Присутствовал сторонник самоусовершенствования. Он цитировал Тюрго, Прайса, Пристли, Кондорсе, де Сталь и «Честолюбивого ученого, страдающего недугом».
Присутствовал сэр Позитив Парадокс. Он отметил, что все дураки — философы, а все философы — дураки.
Присутствовал Эстетикус Этикс. Он говорил об огне, единстве и атомах; о раздвоении и прабытии души; о родстве и расхождении; о примитивном разуме и гомеомерии.
Присутствовал Теологос Теологи. Он говорил о Евсевии и Арии; о ереси и Никейском соборе; о пюзеизме и пресуществлении; о гомузии и гомуйозии.
Присутствовал мсье Фрикассе из Роше де Канкаля. Он упомянул мюритон с красным языком; цветную капусту с соусом veloute; телятину a la St. Menehoult; маринад а 1а St. Florentin и апельсиновое желе en mosaiques. [9]
Присутствовал Бибулус О'Бражник. Он вспомнил латур и маркбруннен; муссо и шамбертен; рошбур и сенжорж; обрион, леонвиль и медок; барак и преньяк; грав и сен-пере. Он качал головой при упоминании о клодвужо и мог с закрытыми глазами отличить херес от амонтильядо.

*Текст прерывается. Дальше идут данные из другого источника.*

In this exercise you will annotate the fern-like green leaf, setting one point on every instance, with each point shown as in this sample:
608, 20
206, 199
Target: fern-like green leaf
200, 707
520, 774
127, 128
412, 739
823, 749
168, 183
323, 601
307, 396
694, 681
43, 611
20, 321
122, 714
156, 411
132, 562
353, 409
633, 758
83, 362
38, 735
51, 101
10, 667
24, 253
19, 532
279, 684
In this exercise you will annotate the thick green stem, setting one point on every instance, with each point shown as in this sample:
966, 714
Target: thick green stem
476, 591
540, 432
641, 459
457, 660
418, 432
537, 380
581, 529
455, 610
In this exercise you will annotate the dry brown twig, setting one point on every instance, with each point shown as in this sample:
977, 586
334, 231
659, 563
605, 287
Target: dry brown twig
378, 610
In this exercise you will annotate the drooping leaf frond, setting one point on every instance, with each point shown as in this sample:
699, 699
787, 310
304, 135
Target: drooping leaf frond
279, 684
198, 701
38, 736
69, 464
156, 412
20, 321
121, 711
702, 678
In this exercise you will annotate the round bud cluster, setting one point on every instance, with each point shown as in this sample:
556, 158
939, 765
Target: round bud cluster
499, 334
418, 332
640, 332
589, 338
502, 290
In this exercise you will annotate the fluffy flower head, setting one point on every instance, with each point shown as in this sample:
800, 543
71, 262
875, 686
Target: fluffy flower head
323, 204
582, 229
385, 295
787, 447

Присутствовал синьор Тинтонтинтино из Флоренции. Он трактовал о Чимабуэ, Арпино, Карпаччо и Агостино; о мрачности Караваджо, о приятности Альбано, о колорите Тициана, о женщинах Рубенса и об озорстве Яна Стеена.
Присутствовал президент Бели-Бердского Университета. Он держался того мнения, что луну во Фракии называли Бендидой, в Египте — Бубастидой, в Риме — Дианой, а в Греции — Артемидой.